These are the key concepts you need to understand to accurately answer the question.

Standard Form of a Parabola
The standard form of a parabola simplifies the process of identifying key components like the vertex and direction of the parabola's opening. Parabolas can have equations either in terms of x or y, and for visualization:
  • When in the form \( y = a(x - h)^2 + k \), the parabola opens vertically.
  • When in the form \( x = a(y - k)^2 + h \), the parabola opens horizontally.
In the context of the exercise, the equation \( x = \frac{1}{2}(y + 2)^2 - 2 \) indicates a horizontally opening parabola, which isn't the common form for parabolas opening upward or downward. This form is useful in graphing by clearly identifying the vertex, \((h, k)\), and understanding the shift in position from the origin.
Completing the Square
Completing the square is a critical technique for transforming quadratic expressions into a more manageable form. This technique helps in converting an equation to its standard form. Here's a brief on how it works:
  • You start with a quadratic expression, such as \( y^2 + 4y \).
  • Take half of the coefficient of the linear term (which is 4 in our example), becoming 2, and square it to get 4.
  • You add and subtract this square within the equation to complete the square effectively: \( y^2 + 4y + 4 - 4 \).

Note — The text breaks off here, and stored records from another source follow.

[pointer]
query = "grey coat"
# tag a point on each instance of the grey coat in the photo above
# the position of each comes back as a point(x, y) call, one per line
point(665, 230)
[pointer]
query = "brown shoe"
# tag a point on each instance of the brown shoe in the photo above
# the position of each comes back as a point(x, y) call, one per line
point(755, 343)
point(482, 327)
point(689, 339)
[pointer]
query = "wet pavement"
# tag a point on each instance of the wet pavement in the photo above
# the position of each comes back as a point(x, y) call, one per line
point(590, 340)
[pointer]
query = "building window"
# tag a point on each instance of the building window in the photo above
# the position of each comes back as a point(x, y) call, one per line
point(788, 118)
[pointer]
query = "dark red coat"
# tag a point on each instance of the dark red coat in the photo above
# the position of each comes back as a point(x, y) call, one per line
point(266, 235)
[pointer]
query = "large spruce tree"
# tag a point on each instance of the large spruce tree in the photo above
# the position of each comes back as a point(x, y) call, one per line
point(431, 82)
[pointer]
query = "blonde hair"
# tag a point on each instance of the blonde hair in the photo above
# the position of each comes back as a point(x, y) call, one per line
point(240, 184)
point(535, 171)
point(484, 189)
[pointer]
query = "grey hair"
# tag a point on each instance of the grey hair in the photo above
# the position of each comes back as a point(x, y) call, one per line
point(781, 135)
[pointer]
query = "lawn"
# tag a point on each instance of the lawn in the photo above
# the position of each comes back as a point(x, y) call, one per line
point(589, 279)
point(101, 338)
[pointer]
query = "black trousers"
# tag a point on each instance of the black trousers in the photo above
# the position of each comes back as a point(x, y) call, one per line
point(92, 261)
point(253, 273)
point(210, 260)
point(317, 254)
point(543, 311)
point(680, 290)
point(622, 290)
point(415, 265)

  • Thus, the expression \( y^2 + 4y \) becomes \((y + 2)^2 - 4\).
This method turns the equation into a perfect square trinomial, making it easier to rewrite in the standard form of a parabola. This transformation is essential for graphing and identifying key features like the direction and vertex of the parabola.
Graphing Parabolas
Graphing parabolas involves several steps to ensure accurate plotting on a coordinate plane. Let's take the example equation \( x = \frac{1}{2}(y + 2)^2 - 2 \):
  • Vertex Identification: The vertex is crucial as it serves as the central point. For the given equation, the vertex is at \((-2, -2)\).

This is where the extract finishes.